# SQL Data Cleaning


**In this lesson, you will be learning a number of techniques to**

* Clean and re-structure messy data.
* Convert columns to different data types.
* Tricks for manipulating NULLs.

This will give you a robust toolkit to get from raw data to clean data that's useful for analysis.


We connect to MySQL server and workbench and make analysis with the parch-and-posey database.

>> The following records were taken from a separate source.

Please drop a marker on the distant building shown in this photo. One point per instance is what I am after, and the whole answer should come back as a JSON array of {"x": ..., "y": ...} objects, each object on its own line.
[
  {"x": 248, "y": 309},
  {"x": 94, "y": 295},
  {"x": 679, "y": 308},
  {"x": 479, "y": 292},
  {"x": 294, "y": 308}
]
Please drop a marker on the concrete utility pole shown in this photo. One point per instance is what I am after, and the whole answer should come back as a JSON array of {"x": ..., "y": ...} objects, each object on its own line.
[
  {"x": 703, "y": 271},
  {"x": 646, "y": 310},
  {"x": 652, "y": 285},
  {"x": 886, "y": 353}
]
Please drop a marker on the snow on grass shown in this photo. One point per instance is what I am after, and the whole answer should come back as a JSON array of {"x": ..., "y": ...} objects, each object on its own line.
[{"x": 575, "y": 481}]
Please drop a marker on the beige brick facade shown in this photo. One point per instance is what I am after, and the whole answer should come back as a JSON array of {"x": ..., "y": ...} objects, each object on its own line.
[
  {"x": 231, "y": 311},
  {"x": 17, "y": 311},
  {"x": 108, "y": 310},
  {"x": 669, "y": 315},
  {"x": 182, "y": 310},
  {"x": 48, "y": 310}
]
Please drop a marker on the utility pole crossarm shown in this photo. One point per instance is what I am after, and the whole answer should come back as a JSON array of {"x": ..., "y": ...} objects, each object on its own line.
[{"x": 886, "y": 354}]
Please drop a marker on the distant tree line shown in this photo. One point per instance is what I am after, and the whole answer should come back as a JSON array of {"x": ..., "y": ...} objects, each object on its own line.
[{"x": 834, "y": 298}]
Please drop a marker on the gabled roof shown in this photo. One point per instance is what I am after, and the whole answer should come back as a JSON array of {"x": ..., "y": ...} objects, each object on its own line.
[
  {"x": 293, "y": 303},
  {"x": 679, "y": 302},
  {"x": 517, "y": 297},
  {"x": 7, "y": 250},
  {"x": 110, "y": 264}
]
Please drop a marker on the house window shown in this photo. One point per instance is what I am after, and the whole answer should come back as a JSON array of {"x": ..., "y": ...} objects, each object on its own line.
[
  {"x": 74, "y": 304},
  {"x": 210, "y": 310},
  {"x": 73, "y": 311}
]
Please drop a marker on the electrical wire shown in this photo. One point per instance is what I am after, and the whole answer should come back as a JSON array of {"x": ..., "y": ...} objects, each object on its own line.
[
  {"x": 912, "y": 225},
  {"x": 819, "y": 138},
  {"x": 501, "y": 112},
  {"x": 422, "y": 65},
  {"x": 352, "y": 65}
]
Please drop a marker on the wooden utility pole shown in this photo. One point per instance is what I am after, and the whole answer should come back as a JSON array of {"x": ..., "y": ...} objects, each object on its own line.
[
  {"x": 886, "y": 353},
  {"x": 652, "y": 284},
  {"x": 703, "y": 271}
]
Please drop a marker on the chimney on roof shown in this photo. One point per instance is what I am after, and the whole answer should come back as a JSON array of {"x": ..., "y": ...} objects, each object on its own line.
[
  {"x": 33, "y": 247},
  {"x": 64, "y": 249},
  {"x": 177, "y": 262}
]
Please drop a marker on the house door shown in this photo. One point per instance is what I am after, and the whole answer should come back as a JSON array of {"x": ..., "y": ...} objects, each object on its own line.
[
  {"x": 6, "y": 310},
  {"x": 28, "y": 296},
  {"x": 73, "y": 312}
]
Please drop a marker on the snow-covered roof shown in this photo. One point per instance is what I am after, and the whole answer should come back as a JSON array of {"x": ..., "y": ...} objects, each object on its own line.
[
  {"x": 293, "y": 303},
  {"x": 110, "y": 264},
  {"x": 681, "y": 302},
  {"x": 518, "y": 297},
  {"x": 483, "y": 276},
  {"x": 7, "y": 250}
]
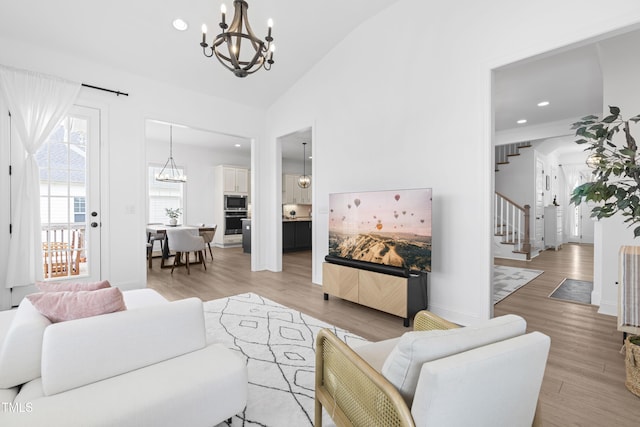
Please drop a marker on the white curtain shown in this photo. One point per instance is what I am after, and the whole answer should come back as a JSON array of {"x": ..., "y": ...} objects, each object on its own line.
[{"x": 37, "y": 103}]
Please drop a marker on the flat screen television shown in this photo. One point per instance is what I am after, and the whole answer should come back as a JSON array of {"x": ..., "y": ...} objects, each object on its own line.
[{"x": 391, "y": 228}]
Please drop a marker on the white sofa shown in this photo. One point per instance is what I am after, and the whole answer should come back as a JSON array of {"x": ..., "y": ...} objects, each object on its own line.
[{"x": 147, "y": 366}]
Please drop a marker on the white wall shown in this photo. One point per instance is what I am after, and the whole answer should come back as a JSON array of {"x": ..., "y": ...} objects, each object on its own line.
[
  {"x": 413, "y": 109},
  {"x": 619, "y": 71},
  {"x": 403, "y": 101},
  {"x": 123, "y": 213}
]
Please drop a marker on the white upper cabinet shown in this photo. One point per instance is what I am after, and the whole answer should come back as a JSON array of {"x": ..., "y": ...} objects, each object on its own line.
[{"x": 235, "y": 180}]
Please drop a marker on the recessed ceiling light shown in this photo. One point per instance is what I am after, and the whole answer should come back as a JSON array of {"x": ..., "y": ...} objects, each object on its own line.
[{"x": 180, "y": 24}]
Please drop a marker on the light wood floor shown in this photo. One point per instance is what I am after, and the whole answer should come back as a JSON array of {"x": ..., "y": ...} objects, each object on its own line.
[{"x": 584, "y": 379}]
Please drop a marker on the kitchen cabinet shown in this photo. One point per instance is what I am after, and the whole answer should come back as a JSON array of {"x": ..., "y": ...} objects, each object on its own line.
[
  {"x": 246, "y": 236},
  {"x": 235, "y": 180},
  {"x": 227, "y": 180},
  {"x": 296, "y": 235},
  {"x": 292, "y": 193}
]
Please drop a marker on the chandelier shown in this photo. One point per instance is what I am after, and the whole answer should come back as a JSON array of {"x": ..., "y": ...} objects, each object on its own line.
[
  {"x": 304, "y": 180},
  {"x": 228, "y": 48},
  {"x": 170, "y": 172}
]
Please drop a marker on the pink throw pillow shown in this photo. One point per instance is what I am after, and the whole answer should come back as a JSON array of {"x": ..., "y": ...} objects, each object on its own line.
[
  {"x": 61, "y": 306},
  {"x": 71, "y": 286}
]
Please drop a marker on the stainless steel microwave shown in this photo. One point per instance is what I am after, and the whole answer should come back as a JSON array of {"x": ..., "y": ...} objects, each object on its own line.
[{"x": 235, "y": 203}]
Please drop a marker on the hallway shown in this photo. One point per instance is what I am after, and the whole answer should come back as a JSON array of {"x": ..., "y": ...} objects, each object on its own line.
[{"x": 584, "y": 379}]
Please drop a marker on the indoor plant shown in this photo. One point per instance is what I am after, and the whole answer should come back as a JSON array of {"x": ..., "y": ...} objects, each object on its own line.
[
  {"x": 615, "y": 185},
  {"x": 173, "y": 215}
]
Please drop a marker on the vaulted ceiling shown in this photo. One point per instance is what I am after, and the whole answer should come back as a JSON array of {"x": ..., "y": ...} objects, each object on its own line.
[{"x": 138, "y": 36}]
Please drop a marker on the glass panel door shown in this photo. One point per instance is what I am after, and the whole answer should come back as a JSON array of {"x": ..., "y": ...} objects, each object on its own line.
[{"x": 69, "y": 197}]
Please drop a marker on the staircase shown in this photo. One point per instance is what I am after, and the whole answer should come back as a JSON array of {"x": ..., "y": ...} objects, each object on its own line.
[
  {"x": 503, "y": 152},
  {"x": 511, "y": 223}
]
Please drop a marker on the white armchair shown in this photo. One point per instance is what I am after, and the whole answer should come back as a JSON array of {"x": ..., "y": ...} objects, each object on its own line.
[
  {"x": 483, "y": 375},
  {"x": 183, "y": 240}
]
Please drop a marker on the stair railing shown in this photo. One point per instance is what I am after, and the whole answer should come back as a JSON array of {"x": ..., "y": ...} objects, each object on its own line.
[{"x": 512, "y": 222}]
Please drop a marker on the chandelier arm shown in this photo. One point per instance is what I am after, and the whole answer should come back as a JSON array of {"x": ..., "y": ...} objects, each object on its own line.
[{"x": 233, "y": 38}]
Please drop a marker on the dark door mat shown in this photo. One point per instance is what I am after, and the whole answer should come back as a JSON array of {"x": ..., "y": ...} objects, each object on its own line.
[{"x": 574, "y": 291}]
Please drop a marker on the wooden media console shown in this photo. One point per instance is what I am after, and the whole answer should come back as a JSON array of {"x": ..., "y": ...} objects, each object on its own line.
[{"x": 398, "y": 295}]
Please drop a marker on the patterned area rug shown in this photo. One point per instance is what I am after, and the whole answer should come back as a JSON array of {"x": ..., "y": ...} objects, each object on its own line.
[
  {"x": 507, "y": 280},
  {"x": 574, "y": 291},
  {"x": 279, "y": 346}
]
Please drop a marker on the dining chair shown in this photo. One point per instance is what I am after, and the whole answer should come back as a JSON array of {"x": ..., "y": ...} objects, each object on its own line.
[
  {"x": 208, "y": 233},
  {"x": 155, "y": 235},
  {"x": 184, "y": 241}
]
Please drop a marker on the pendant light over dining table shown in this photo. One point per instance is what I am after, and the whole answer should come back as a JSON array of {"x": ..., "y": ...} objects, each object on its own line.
[
  {"x": 304, "y": 181},
  {"x": 227, "y": 46},
  {"x": 170, "y": 172}
]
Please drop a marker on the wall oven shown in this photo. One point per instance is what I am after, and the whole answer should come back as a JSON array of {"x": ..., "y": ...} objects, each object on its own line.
[
  {"x": 235, "y": 203},
  {"x": 233, "y": 221}
]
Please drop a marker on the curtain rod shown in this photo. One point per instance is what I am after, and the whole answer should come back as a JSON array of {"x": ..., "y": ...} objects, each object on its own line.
[{"x": 117, "y": 92}]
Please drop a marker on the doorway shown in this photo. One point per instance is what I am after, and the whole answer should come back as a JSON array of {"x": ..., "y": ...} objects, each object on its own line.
[
  {"x": 69, "y": 164},
  {"x": 216, "y": 165},
  {"x": 297, "y": 196}
]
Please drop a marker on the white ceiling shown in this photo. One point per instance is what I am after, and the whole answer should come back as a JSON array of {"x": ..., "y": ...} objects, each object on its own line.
[
  {"x": 137, "y": 36},
  {"x": 570, "y": 81}
]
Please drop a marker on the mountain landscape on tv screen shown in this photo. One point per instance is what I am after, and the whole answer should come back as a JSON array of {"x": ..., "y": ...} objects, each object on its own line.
[
  {"x": 410, "y": 252},
  {"x": 384, "y": 227}
]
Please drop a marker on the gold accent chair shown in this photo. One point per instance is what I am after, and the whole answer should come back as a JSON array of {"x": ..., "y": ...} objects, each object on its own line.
[{"x": 354, "y": 393}]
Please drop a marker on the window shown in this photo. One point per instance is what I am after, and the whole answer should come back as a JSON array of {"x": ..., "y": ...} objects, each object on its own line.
[
  {"x": 79, "y": 209},
  {"x": 163, "y": 195},
  {"x": 62, "y": 161}
]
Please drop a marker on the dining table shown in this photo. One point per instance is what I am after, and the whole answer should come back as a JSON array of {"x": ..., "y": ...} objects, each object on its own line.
[{"x": 155, "y": 229}]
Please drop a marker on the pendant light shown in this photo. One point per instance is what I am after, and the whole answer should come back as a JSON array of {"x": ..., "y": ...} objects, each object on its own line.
[
  {"x": 170, "y": 172},
  {"x": 304, "y": 181}
]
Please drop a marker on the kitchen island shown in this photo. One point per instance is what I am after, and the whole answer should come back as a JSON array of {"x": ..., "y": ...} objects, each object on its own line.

This course is the practicals of the course SQL for Data Analysis at Udacity.

In [1]:
# we import some required libraries

import pandas as pd
import numpy as np
import matplotlib.pyplot as plt
import seaborn as sns
from pprint import pprint
import time
print('Done!')

Done!


In [2]:
import mysql
from mysql.connector import Error
from getpass import getpass

db_name = 'parch_and_posey'
try:
    connection = mysql.connector.connect(host='localhost',
                                         database=db_name,
                                         user=input('Enter UserName:'),
                                         password=getpass('Enter Password:'))
    if connection.is_connected():
        db_Info = connection.get_server_info()
        print("Connected to MySQL Server version ", db_Info)
        cursor = connection.cursor()
        cursor.execute("select database();")
        record = cursor.fetchone()
        print("You're connected to database: ", record)

except Error as e:
    print("Error while connecting to MySQL", e)

Enter UserName:root
Enter Password:········
Connected to MySQL Server version  8.0.24
You're connected to database:  ('parch_and_posey',)


In [3]:
# Let's see the tables in the database

# let's run the show tables command 

cursor.execute('show tables')
out = cursor.fetchall()
out

[('accounts',), ('orders',), ('region',), ('sales_reps',), ('web_events',)]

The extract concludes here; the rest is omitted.